Si les traitements acoustiques correctifs se montrent efficaces, l’idéal est cependant d’intervenir en amont : « Il faut essayer de ne pas mettre toutes les classes d’âge simultanément dans la même pièce, explique Aline Perny. Quand les locaux sont conçus de façon à pouvoir diviser le groupe, ce qui permet de proposer des activités avec un petit nombre d’enfants, le niveau sonore est forcément moins élevé. » Selon Thomas Bonzom, l’un des enjeux est aussi de maîtriser la nervosité des bambins pour diminuer les décibels : « La présence des parents, par exemple, peut entraîner du stress ou de l’excitation. Si on arrive à séparer la zone d’accueil de la zone de vie, on maîtrise mieux ces facteurs. » Les deux experts conseillent par ailleurs d’isoler l’espace de change, dans lequel il y a souvent des pleurs, et d’éloigner les lieux de vie de ceux qui sont consacrés au repos. Disposer d’une ouverture sur l’extérieur, facilement accessible, contribue également à réduire le niveau sonore.
« Parce qu’ils sont plus rassurants et résonnent moins, il faut préférer les petits espaces aux grands », insiste Thomas Bonzom. « Malheureusement, la mode est aux espaces ouverts », intervient Marion Gorce. Et de pointer les « plafonds cathédrales », très hauts, que de trop nombreux architectes affectionnent, semblant oublier les risques sonores qu’ils engendrent, surtout quand ils sont situés dans des salles de motricité où les enfants aiment courir, sauter, rire et crier ! « Plus un local est volumineux, plus il est réverbérant, souligne Thomas Bonzom. Les plafonds qui culminent à trois ou quatre mètres, ce n’est donc pas une bonne idée pour les crèches. Par ailleurs, leur traitement acoustique avec des matériaux absorbants se révèle indispensable. »

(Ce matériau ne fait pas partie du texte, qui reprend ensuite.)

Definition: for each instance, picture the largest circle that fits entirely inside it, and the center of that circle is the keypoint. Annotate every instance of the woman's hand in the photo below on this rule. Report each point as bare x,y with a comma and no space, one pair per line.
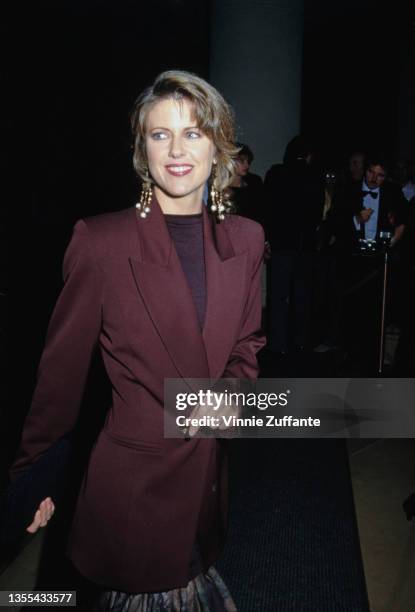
42,515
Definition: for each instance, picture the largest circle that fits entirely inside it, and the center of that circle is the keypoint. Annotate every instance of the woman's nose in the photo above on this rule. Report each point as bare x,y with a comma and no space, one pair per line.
176,147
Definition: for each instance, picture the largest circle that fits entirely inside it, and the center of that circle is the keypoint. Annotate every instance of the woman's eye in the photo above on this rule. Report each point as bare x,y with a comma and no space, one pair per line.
158,135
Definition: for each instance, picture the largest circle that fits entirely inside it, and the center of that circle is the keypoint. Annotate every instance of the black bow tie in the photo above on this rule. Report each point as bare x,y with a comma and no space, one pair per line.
374,194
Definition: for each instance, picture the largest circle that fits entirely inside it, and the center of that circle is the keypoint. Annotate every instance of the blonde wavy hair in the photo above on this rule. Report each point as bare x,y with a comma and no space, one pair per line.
212,113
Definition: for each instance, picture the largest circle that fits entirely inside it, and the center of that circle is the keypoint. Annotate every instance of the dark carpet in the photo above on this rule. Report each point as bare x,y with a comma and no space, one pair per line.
292,543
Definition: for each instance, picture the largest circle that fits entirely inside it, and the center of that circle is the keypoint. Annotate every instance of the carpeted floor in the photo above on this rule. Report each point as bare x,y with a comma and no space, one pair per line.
292,543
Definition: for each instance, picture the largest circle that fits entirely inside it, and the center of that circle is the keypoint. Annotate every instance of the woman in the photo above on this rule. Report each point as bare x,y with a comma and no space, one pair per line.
167,290
247,188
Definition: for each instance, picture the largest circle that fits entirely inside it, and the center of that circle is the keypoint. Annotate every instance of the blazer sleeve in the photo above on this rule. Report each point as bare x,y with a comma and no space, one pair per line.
70,342
242,362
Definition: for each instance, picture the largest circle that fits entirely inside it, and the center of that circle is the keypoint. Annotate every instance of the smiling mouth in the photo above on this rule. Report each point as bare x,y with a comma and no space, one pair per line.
179,170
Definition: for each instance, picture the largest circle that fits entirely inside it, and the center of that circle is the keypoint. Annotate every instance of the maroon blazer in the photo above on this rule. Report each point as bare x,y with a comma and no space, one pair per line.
145,499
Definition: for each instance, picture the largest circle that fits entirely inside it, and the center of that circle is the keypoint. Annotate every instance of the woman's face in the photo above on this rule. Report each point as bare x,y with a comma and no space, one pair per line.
179,155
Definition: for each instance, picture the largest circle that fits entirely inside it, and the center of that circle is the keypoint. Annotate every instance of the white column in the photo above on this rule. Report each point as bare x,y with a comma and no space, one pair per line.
256,63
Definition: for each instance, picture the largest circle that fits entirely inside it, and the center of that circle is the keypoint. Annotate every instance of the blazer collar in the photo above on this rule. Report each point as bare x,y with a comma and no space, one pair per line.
163,287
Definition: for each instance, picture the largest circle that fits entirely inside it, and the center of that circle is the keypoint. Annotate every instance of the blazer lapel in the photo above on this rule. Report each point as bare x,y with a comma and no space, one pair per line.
166,294
226,284
163,287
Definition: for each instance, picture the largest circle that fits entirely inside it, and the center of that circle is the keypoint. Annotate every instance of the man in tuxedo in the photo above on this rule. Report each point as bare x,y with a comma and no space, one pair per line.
367,211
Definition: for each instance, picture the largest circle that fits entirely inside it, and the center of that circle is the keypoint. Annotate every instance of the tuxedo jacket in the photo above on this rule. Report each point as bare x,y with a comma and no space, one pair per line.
348,202
145,499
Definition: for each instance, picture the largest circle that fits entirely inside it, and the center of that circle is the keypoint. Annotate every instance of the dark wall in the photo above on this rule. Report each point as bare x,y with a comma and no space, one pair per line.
351,73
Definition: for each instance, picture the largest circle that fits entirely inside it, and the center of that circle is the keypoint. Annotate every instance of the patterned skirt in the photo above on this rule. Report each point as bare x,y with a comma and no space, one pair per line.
205,593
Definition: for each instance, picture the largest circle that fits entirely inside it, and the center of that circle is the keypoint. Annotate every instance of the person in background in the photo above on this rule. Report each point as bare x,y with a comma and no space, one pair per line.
294,200
403,174
362,213
165,289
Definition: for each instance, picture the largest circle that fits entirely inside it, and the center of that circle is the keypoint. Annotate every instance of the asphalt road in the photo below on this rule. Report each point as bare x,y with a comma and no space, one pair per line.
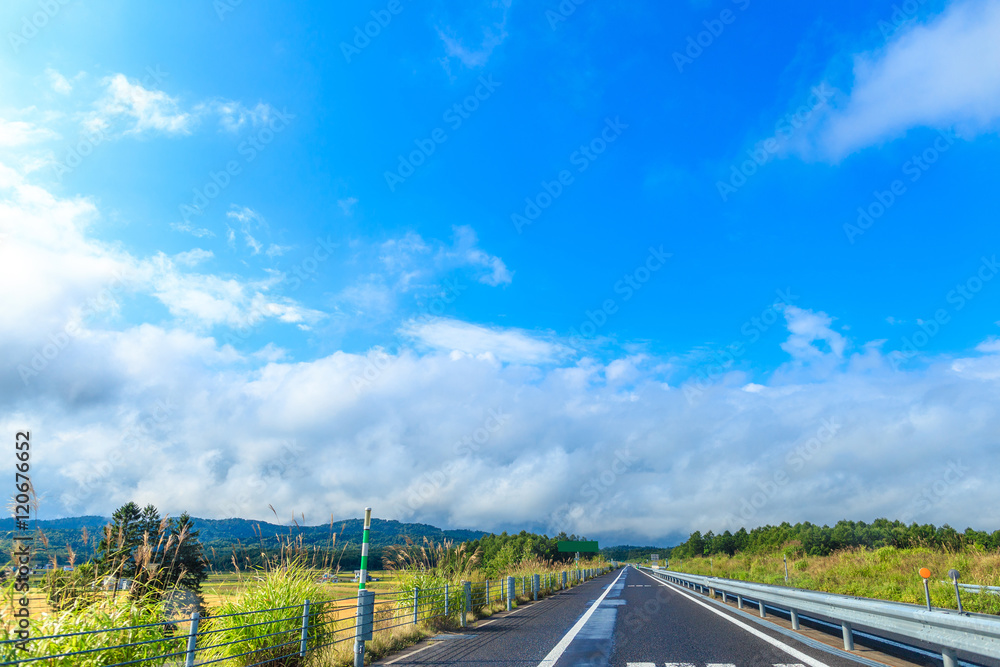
625,619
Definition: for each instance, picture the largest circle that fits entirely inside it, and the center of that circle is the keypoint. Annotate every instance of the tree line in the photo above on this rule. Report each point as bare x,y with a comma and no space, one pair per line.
813,540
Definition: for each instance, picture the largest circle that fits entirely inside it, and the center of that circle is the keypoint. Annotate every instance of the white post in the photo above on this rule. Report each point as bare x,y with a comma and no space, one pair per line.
192,640
305,630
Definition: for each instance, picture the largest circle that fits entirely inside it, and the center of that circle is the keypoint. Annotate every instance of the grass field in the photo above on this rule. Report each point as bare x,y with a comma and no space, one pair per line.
886,574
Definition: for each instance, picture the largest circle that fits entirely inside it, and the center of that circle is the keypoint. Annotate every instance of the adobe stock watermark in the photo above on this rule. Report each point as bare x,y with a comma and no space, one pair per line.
697,43
247,149
581,158
565,518
34,22
883,200
563,11
90,140
958,298
935,492
97,474
764,151
381,18
796,460
429,485
454,116
629,284
378,360
61,339
752,330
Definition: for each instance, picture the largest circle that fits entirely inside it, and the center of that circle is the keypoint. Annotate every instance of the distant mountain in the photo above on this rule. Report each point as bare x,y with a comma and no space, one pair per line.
243,537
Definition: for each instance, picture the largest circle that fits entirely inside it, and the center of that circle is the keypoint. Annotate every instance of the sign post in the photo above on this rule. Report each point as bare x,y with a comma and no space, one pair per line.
366,599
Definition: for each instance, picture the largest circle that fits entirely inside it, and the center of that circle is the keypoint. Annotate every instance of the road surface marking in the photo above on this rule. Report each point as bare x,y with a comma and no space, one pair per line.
559,648
808,660
391,662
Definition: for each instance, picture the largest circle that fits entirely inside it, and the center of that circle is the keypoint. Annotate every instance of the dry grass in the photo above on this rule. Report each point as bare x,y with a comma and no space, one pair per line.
886,574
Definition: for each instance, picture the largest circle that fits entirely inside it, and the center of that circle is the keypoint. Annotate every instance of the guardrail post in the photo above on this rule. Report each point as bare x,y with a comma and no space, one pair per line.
468,596
364,625
192,639
848,636
465,586
305,630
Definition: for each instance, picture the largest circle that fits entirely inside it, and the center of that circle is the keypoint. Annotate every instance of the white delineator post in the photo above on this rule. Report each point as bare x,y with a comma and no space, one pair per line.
359,642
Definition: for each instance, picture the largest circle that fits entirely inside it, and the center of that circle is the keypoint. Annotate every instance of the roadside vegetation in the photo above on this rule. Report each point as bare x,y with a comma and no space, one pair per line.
146,574
878,560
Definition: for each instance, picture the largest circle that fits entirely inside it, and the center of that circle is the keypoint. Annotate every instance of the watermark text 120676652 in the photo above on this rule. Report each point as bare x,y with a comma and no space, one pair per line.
22,538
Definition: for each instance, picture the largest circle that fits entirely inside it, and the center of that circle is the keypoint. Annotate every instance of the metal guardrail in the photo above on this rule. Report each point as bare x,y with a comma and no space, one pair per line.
270,635
946,629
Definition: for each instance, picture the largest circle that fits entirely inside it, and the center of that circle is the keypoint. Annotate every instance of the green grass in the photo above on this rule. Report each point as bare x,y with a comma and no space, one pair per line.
885,574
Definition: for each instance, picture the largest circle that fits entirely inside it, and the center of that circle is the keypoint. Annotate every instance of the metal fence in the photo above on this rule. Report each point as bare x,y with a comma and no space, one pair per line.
946,629
285,635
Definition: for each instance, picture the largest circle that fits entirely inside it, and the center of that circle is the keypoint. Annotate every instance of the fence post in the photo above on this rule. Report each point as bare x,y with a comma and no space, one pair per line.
462,619
467,604
192,639
305,630
848,636
363,597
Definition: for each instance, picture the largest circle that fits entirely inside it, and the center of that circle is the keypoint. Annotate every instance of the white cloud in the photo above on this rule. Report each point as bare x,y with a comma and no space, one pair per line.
347,205
485,29
138,110
466,253
249,221
234,116
806,329
58,82
198,232
508,345
940,75
193,257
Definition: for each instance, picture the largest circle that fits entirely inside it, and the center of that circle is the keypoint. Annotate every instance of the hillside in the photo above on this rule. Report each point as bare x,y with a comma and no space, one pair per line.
246,538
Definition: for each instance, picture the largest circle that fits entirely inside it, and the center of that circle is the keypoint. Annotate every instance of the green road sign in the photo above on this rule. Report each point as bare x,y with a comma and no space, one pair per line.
582,547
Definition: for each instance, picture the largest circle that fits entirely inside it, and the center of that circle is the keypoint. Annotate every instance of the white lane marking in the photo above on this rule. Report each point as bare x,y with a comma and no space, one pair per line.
410,654
809,660
559,648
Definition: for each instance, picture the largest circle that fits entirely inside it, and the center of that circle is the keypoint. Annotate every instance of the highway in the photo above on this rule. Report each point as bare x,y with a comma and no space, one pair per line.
624,619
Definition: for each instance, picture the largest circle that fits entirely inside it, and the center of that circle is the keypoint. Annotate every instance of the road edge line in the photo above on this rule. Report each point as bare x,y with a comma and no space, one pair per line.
795,653
561,647
808,641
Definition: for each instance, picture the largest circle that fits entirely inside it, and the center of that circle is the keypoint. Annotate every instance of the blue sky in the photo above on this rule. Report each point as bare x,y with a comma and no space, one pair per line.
618,250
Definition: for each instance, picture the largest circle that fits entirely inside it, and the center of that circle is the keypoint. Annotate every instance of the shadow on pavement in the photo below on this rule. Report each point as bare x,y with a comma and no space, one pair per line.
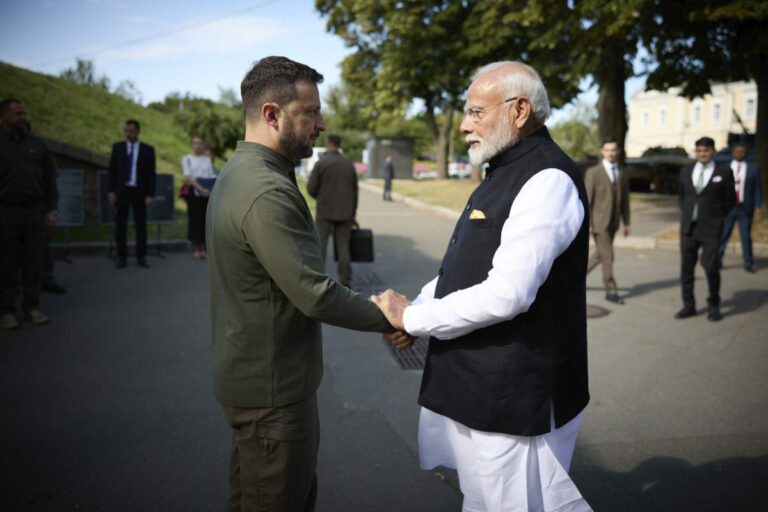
672,484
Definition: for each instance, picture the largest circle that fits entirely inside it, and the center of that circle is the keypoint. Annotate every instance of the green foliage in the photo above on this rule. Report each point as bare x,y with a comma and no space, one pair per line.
219,124
84,73
90,117
577,135
428,51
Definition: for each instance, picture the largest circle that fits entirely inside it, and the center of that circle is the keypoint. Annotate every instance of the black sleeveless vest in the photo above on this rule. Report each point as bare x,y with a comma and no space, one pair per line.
506,377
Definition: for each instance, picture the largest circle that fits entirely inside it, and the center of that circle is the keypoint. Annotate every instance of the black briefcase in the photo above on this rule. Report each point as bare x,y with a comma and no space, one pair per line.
360,245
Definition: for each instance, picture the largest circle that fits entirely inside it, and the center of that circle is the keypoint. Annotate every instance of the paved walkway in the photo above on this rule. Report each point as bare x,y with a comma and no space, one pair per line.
109,407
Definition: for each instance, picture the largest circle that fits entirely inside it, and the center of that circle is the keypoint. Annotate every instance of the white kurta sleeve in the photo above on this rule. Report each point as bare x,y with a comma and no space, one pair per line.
543,221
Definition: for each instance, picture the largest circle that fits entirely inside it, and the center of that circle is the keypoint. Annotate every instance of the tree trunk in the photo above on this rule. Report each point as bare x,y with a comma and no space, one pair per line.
611,108
761,135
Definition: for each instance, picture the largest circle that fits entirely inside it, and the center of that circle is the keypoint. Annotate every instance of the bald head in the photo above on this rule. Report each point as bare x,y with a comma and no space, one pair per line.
509,79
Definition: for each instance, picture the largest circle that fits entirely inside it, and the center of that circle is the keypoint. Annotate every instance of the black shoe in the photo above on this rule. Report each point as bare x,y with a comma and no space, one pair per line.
685,313
53,287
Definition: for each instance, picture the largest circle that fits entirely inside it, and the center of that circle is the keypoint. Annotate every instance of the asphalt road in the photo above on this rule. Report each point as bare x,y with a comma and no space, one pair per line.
110,407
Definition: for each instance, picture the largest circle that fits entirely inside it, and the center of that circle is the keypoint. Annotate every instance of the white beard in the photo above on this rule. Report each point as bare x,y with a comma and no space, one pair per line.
500,140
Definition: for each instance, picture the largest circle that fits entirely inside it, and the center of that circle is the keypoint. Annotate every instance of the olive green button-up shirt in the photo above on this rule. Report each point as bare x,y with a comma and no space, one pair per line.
27,171
269,291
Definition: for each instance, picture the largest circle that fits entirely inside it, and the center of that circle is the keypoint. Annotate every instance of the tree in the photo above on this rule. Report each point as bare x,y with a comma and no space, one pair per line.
596,39
577,135
406,50
84,73
695,44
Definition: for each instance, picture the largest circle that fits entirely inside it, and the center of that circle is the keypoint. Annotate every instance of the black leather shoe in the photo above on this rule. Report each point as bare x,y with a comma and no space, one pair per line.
685,313
53,287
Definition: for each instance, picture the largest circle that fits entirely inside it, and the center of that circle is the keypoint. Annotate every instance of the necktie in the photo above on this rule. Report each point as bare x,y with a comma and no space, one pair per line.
699,187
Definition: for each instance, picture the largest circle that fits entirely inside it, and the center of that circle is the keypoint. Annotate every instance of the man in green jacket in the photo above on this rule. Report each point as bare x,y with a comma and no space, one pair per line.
269,294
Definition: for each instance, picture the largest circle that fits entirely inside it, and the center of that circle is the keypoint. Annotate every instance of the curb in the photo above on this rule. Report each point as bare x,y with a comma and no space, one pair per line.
91,248
630,242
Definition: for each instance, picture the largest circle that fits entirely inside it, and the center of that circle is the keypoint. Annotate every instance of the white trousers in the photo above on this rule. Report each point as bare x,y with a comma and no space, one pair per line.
502,472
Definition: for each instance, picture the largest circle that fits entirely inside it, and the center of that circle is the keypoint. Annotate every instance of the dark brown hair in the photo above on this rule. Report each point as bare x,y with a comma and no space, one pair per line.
273,79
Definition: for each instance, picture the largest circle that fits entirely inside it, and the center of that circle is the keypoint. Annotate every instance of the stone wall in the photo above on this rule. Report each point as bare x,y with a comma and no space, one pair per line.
72,157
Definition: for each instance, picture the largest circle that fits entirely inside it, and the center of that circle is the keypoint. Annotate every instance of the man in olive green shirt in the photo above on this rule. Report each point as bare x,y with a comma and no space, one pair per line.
269,294
28,206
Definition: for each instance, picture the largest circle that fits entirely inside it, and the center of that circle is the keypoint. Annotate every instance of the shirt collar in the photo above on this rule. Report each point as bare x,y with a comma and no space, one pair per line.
278,160
608,165
520,149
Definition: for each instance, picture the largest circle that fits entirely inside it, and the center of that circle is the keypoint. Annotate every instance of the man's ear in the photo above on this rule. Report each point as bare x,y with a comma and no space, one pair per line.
271,114
522,111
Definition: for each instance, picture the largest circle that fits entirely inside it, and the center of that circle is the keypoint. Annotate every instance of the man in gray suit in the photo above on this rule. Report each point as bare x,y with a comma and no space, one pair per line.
608,193
334,184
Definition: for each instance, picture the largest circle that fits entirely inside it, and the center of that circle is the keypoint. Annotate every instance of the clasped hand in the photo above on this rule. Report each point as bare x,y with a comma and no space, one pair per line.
393,304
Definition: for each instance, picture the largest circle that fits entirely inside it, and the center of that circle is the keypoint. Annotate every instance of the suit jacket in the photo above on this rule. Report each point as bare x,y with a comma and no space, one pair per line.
753,191
715,200
334,184
120,169
605,206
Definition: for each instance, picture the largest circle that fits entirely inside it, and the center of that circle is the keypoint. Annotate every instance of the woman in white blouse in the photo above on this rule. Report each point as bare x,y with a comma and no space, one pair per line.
195,166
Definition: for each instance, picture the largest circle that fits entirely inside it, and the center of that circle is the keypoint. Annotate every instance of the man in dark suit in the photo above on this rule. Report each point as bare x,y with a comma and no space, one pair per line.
749,199
608,193
705,191
131,185
334,184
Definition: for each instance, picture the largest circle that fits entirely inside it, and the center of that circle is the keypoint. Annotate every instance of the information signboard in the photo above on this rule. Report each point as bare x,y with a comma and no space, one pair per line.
70,207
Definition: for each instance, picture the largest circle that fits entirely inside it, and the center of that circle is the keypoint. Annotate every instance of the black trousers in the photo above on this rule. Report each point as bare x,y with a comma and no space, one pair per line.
21,253
689,254
341,230
196,209
131,198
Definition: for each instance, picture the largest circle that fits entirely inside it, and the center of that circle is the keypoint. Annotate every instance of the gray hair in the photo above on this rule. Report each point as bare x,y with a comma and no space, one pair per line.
521,84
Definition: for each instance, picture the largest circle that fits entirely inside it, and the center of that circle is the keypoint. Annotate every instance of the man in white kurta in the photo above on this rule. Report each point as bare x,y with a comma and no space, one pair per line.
499,471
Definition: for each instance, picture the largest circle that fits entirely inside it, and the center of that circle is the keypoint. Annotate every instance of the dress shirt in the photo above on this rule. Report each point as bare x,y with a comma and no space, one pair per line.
609,169
532,237
739,178
707,169
197,166
132,148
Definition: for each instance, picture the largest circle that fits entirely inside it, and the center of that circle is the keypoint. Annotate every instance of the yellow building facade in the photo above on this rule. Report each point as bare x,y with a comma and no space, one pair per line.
666,119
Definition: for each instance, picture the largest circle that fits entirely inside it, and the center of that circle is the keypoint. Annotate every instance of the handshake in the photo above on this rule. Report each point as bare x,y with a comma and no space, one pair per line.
392,304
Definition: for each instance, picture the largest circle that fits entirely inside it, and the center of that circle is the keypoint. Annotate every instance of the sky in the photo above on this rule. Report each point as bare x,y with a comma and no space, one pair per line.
164,46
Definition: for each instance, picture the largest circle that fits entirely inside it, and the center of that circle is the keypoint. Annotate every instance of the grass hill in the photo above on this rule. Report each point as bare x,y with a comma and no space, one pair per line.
93,119
90,117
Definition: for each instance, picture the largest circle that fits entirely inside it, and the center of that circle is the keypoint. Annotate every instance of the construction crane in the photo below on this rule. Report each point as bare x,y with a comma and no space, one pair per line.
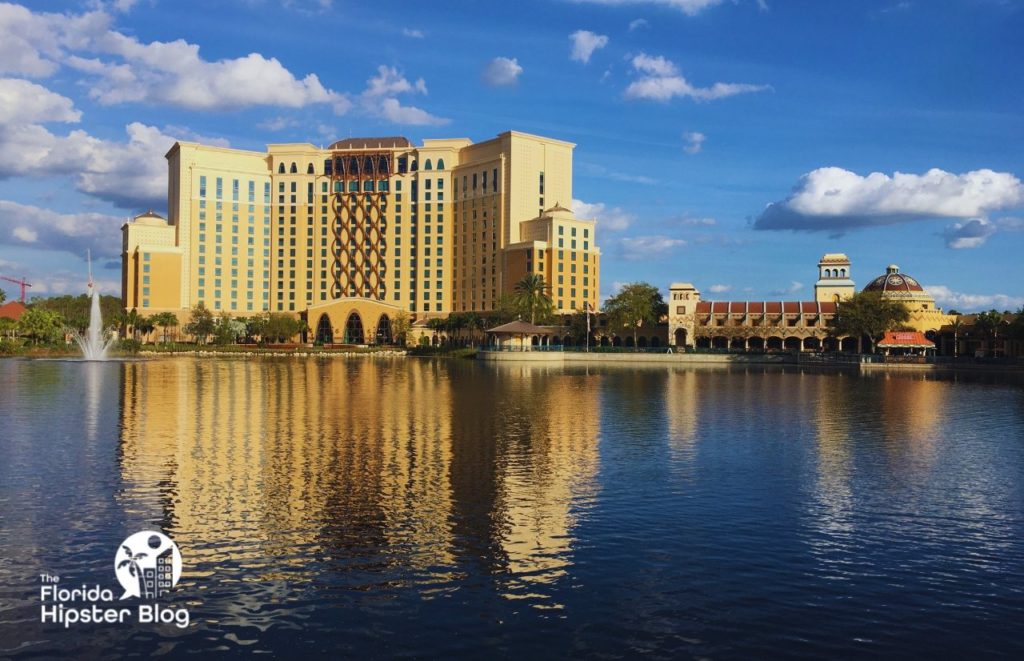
23,283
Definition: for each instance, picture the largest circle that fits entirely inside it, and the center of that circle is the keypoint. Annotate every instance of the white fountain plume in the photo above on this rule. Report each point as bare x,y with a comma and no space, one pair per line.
94,345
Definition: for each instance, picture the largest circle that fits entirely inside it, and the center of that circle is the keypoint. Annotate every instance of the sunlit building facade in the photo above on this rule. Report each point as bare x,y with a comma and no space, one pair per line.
369,226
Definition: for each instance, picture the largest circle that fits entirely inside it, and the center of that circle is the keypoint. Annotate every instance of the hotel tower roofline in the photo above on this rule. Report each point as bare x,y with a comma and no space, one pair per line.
450,225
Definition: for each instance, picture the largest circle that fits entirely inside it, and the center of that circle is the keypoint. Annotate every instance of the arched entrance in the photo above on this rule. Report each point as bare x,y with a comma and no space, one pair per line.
353,329
384,329
325,332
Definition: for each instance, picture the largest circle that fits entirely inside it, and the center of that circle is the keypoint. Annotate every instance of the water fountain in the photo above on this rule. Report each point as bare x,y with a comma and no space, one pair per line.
94,343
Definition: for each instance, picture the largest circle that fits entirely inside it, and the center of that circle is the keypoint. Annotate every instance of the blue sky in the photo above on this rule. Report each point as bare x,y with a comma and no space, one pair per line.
728,143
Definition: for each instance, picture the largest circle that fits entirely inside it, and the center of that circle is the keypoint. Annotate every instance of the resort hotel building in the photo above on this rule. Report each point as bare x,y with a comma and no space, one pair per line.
347,235
794,325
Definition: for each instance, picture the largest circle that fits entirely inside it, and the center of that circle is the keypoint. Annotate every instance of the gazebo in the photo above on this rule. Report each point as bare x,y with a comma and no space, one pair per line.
905,343
521,335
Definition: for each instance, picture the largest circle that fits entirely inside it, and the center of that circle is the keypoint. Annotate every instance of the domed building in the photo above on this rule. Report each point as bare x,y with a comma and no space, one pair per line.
893,285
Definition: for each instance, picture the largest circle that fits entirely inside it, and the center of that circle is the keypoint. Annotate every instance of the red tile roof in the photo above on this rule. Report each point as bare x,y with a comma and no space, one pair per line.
905,339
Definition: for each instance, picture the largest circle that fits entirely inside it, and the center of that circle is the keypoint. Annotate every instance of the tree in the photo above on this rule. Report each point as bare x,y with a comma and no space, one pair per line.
988,324
165,320
40,324
227,329
281,327
532,298
201,323
867,313
636,304
400,325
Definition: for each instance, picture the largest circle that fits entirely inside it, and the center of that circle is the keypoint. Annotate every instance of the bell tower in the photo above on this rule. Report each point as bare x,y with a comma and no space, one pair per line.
835,281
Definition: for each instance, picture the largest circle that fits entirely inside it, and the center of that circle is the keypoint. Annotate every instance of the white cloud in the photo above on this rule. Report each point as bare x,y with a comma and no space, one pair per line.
689,7
380,98
694,141
46,229
502,72
120,69
585,43
611,219
794,288
962,302
645,248
689,220
836,200
132,174
659,81
971,233
25,102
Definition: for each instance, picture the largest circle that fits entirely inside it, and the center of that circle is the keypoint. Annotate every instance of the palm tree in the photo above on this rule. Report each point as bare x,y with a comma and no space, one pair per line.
532,297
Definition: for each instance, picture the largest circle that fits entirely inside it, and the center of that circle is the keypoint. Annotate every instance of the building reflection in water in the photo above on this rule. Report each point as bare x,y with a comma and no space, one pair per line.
269,474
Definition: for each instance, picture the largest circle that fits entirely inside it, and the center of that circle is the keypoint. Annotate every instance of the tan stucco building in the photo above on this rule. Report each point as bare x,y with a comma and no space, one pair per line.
445,226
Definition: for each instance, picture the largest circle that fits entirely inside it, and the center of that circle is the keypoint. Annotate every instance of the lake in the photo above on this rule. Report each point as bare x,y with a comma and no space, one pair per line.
418,508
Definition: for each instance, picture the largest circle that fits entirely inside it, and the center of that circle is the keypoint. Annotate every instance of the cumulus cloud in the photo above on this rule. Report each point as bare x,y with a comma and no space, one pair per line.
26,102
689,7
963,302
659,80
651,247
380,97
132,174
24,225
693,141
119,69
502,72
836,200
971,233
613,219
585,43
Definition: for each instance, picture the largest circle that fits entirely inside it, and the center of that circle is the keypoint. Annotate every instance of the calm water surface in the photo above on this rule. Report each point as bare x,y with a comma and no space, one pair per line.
420,509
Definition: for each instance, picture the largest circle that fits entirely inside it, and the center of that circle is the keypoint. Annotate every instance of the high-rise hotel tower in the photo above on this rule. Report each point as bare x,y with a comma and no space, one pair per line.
367,224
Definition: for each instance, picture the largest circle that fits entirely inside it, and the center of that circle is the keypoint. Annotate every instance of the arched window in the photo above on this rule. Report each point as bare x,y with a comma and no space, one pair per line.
325,334
353,329
384,329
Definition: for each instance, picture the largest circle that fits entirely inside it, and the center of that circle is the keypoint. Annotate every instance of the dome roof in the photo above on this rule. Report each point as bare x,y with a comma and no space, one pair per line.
894,281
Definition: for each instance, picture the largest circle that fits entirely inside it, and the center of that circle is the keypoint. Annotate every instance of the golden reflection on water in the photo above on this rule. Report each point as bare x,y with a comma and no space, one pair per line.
363,465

Un meilleur taux d’encadrement

Pour Aline Perny, « dès la naissance d’un projet, les maîtres d’ouvrage ne doivent pas hésiter à coopérer avec des préventeurs ou des acousticiens pour définir les besoins, au regard de l’activité et des risques professionnels ». Lorsqu’elle a été sollicitée sur des aménagements de crèches, cette ergonome a notamment travaillé en partenariat avec l’Institut national de recherche et de sécurité (INRS), afin de bénéficier de son expertise acoustique.
Il existe, enfin, des marges de progression dans l’organisation même du travail, en particulier via le taux d’encadrement. « Actuellement, on est sur un ratio d’un adulte pour huit enfants qui marchent, et un adulte pour cinq qui ne marchent pas, décrit Marion Gorce. Le décret du 30 août 2021 ouvre la possibilité d’un adulte pour six enfants, qu’ils marchent ou non. » Le SNPPE aurait aimé que le gouvernement tienne compte du rapport sur les mille premiers jours1 qui lui a été remis en septembre 2020. « Ce document préconisait un adulte pour cinq enfants qui marchent, et un pour trois qui ne marchent pas, précise Marion Gorce. Avec ce taux, il y aurait moins de cris parce que les professionnels seraient plus disponibles. Il faut imaginer ce que c’est que de devoir donner à manger à cinq bébés qui ont tous faim en même temps. Forcément, ils pleurent… » Pour la syndicaliste, cela se traduirait par un meilleur confort de travail. C’est un point souligné par le CNB : « Dans les établissements avec une ambiance acoustique bien traitée, il y a beaucoup moins d’absentéisme du personnel dont, par ailleurs, les dépenses de santé diminuent. »

  • 1Ce rapport intitulé "Les 1 000 premiers jours. Là où tout commence" rassemble les préconisations d’une commission d’experts présidée par le neuropsychiatre Boris Cyrulnik.